Commemorating the Anniversary Of Mahsa Amini’s Killing
Washington Report on Middle East Affairs, November/December 2023, pp. 58-59
Waging Peace
The Iranian diaspora in Washington, DC commemorated the first anniversary of the murder of 22-year-old Mahsa Amini in mid-September with two protests.
While exiting a Tehran metro station, Amini was arrested by Iran’s infamous “morality police” for wearing her hijab improperly. Her arrest and death while in police custody became the fuel for the massive nationwide “Women, Life, Freedom” movement.
On Sept. 14, a noontime demonstration was held outside the office of the Interests Section of the Islamic Republic of Iran (located inside a downtown office building). While office workers entered and exited the building, one protester read the names of those killed by the Iranian government for protesting, while others picketed the building’s entrance carryings signs and posters with the victims’ portraits, while chanting “Women, Life, Freedom.”
At Lafayette Square (near the White House) on Sept. 16, several hundred Iranian Americans and their supporters gathered to express solidarity and contempt for the Iranian government. They also called for the establishment of a democratic government and denounced any efforts by the U.S. government to engage Tehran.

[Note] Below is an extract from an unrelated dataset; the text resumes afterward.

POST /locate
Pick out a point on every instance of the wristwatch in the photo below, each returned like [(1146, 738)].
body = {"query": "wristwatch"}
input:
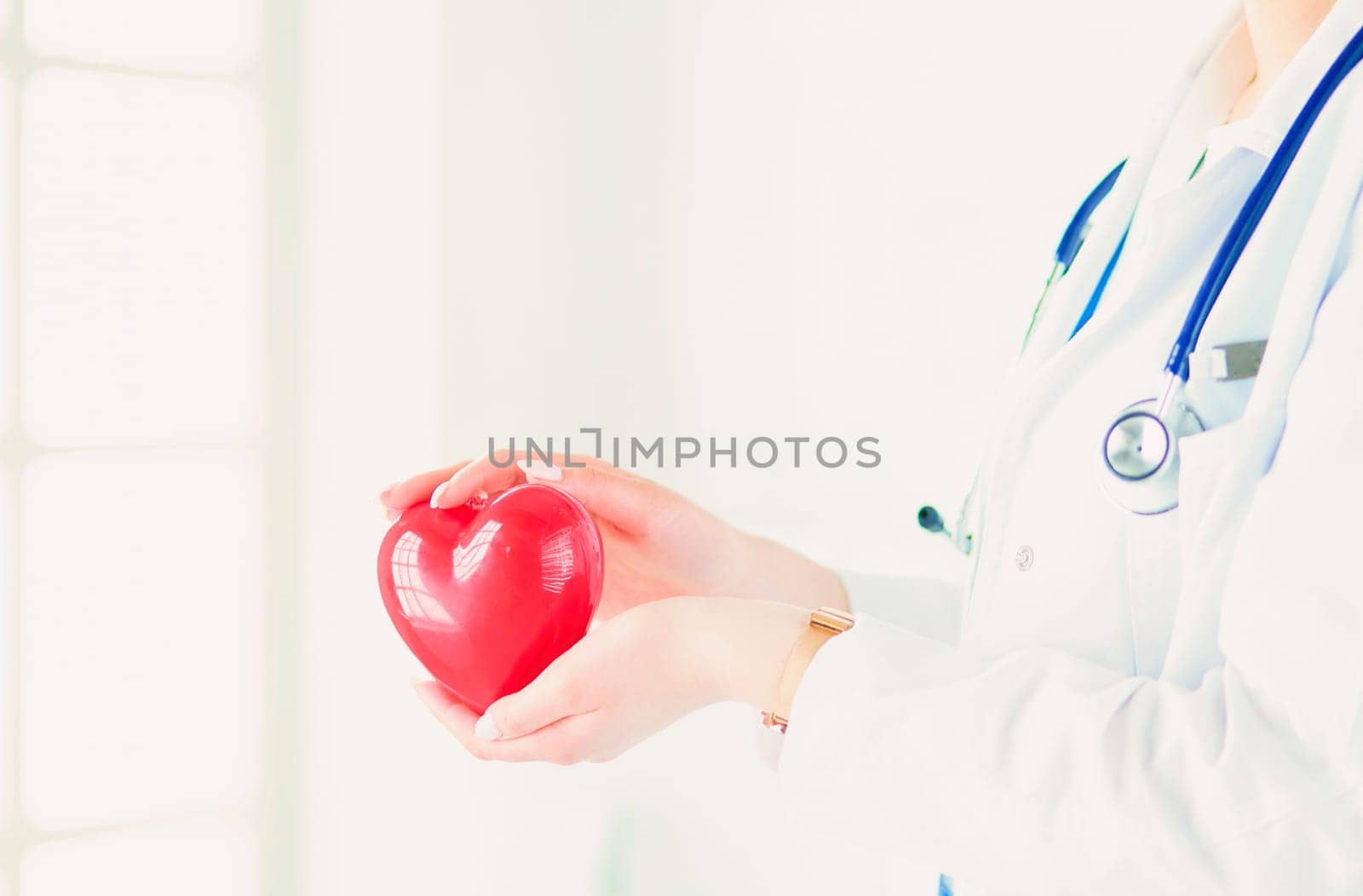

At an event at the Atlantic Council on Sept. 15, Roya Boroumand, co-founder of the Abdorrahman Boroumand Center For Human Rights In Iran, provided an overview of the repression Iranians have faced over the past year. She has documented 495 protest-related deaths and more than 20,000 arrests stemming from protests.
Iranian journalist Khosro Kalbasi Isfahani described the protests as a turning point in Iranian history. “The legacy of four decades of the Islamic Republic has been pain,” he said. “The people in Iran have found a new identity, a new core that has brought them together. What happened with [Mahsa Amini’s] death, that’s [a] historic moment. It gave birth to a new nation.”